4. __________ "Despite the striking fact that most of the scientists that the world has ever known are alive and working today, despite the fact that this Nation's own scientific manpower is doubling every 12 years in a rate of growth more than three times that of our population as a whole, despite that, the vast stretches of the unknown and the unanswered and the unfinished still far outstrip our collective comprehension."
5. __________ "We choose to go to the moon. We choose to go to the moon in this decade and do the other things, not because they are easy, but because they are hard, because that goal will serve to organize and measure the best of our energies and skills, because that challenge is one that we are willing to accept, one we are unwilling to postpone, and one which we intend to win, and the others, too."
6. __________ "Well, space is there, and we're going to climb it, and the moon and the planets are there, and new hopes for knowledge and peace are there.
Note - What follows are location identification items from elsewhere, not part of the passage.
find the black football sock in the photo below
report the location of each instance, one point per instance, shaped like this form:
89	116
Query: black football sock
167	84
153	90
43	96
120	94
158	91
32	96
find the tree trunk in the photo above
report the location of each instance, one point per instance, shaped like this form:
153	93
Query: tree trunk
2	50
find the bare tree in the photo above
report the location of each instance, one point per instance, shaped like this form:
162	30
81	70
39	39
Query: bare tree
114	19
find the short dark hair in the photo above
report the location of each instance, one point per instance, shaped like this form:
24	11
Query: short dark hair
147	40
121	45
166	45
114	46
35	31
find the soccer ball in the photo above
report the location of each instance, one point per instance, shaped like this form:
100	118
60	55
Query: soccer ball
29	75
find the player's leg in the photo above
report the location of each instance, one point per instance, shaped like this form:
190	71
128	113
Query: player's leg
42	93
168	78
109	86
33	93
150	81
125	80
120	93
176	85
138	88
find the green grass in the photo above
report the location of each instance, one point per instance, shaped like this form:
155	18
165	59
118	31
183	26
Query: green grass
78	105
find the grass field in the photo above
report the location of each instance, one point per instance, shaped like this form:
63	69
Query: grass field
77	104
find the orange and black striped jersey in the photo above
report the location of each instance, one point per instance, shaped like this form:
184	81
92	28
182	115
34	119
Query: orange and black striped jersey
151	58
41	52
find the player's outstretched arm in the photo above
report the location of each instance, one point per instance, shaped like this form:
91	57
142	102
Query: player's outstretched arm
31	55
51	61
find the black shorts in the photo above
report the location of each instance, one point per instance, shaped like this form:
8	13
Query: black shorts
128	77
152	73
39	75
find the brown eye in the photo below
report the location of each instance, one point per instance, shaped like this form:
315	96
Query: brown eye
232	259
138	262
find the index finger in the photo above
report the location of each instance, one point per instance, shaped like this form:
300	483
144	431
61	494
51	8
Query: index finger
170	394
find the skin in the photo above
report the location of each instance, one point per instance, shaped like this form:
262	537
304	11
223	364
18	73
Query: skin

And, therefore, as we set sail we ask God's blessing on the most hazardous and dangerous and greatest adventure on which man has ever embarked."
Follow the directions to annotate the speech below.
1. Underline the main idea of the speech.
2. Label the rhetorical appeals where they are used in the speech E for ethos, P for Pathos, and L for Logos
3. Circle any theme(s).
4. Draw a star next to any examples of the rule of three.
5. Box any call(s) to action.
|Historical Context: The speech above was delivered by Sojourner Truth, a former slave and famous abolitionist, at the Women's Convention in Akron Ohio in 1851. The abolitionist movement (the effort to stop or abolish slavery in America) and the women's rights movement were both happening at that time and were often connected.|
"Ain't I a Woman?"
by Sojourner Truth
Well, children, where there is so much racket there must be something
out of kilter. I think that ‘twixt the Negroes of the South and the women
at the North, all talking about rights, the white men will be in a fix pretty
soon. But what’s all this here talking about?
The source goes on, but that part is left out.